Ever since last November, when Bayer ended months of speculation and confirmed it would be casting off its animal health unit, investors have been waiting for details.
Now, some hints are emerging about just how Bayer plans to exit its animal health business—and who might be stepping up to buy it.
Bayer plans to auction off the animal health unit next quarter, according to anonymous sources who spoke to Bloomberg. Large private equity firms like KKR are exploring bids, as are buyout firms such as Blackstone and Permira, the sources said, adding that other animal health companies might participate.
Bayer’s animal health business, home to the high-selling Advantage line of flea and tick fighters and other top brands, could haul in up to €8 billion ($9 billion), the sources suggested. And if bidders don’t offer up enough for Bayer, the company might spin off the unit instead, Bloomberg’s sources said.
A spokesperson for Bayer declined to comment in response to a query from FiercePharma. The company said last month it would update investors on its animal health plans during its first-quarter financial report April 25, which will be followed the next day by its annual shareholder meeting.
The German conglomerate is counting on the animal health transaction to deliver capital for a long-needed restructuring. Hiving off the unit is part of a major reshuffling within the company, which also includes 12,000 job losses. The company said in November it would cut 900 R&D jobs, 4,100 crop-science professionals and as many as 6,000 corporate staff.
The huge overhaul is aimed at beefing up Bayer’s presence in the market for prescription drugs. It hopes the restructuring will stabilize the company in the wake of its controversial Monsanto acquisition and yield €2.6 billion in annual savings starting in 2022.
Bayer is prepping for the potential animal health sale by working with advisers and accountants to assemble financial data, according to Bloomberg’s sources. It may spin off the business if it decides bidders are undervaluing it, they said. Bloomberg expects the deal to be one of the largest in Europe this year.
Bayer is also selling off two of its well-known but struggling consumer brands, Coppertone sunblock and Dr. Scholl’s. Bernstein analysts estimated last year the products could bring in up to €800 million ($909 million).
When asked for an update on the selloffs during the first-quarter earnings call, Bayer’s chief financial officer, Wolfgang Nickl, said the company expected to complete the Coppertone deal in the first half of the year and Dr. Scholl’s in the second half. He declined to provide details on the effort to sell off animal health, saying only “I can confirm that for all of these assets there is keen interest because of their attractiveness.”
Bayer’s animal health revenues totaled €1.5 billion ($1.7 billion) in 2018, flat over the previous year.
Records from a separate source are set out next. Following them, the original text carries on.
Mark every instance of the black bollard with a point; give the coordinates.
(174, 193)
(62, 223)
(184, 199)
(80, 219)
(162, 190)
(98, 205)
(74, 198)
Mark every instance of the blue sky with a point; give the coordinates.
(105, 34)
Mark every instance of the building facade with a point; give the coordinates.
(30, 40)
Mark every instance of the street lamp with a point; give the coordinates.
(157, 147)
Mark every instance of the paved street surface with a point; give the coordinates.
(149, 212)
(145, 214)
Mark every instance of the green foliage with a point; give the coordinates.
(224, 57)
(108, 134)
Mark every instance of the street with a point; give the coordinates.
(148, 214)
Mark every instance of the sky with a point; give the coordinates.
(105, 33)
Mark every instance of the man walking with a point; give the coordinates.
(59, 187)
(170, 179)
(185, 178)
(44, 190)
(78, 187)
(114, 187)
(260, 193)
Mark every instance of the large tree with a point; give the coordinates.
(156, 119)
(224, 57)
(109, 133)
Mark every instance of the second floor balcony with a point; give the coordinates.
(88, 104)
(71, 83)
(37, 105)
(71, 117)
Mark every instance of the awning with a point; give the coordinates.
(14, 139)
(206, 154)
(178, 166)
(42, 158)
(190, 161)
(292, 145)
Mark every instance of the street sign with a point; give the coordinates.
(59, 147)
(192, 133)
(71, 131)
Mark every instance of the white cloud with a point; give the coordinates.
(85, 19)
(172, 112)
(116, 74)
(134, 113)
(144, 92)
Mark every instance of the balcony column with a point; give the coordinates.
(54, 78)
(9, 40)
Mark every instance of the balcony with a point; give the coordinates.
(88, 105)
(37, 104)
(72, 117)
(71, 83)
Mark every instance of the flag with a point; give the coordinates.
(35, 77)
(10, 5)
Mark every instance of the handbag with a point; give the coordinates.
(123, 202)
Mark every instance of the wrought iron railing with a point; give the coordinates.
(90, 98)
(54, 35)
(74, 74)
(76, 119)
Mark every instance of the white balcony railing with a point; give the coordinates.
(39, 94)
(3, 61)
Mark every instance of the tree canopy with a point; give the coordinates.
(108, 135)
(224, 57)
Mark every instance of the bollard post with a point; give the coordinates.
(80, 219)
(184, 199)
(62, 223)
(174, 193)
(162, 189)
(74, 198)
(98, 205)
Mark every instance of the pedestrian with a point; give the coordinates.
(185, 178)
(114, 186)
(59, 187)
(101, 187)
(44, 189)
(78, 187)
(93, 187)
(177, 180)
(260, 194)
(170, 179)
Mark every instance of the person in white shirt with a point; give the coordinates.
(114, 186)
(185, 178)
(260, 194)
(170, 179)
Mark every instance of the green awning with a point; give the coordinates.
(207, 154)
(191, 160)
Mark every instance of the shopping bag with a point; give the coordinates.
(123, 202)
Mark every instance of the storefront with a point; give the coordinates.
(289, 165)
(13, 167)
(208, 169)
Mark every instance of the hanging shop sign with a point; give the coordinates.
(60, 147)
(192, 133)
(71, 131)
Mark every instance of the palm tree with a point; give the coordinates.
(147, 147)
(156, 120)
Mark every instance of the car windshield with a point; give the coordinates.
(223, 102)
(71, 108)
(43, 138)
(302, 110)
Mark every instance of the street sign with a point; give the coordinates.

The company reported that the business grew in all regions except Europe, the Middle East and Africa, and that sales of its new Seresto flea-and-tick collar were up nearly 29%. That product launched in China just yesterday.
The company will have plenty of work ahead if it’s to realize its ambitions in human health, though. During the fourth quarter, Bayer’s pharma sales of €4.3 billion ($4.9 billion) came in below estimates. Sales of its blood thinner Xarelto grew nearly 13% last year, but Bayer’s executives indicated it might take a while for the product to achieve peak sales estimates of $5 billion per year. And even though sales of its eye drug Eylea soared 20% in 2018, Bayer said it expected only single-digit growth this year.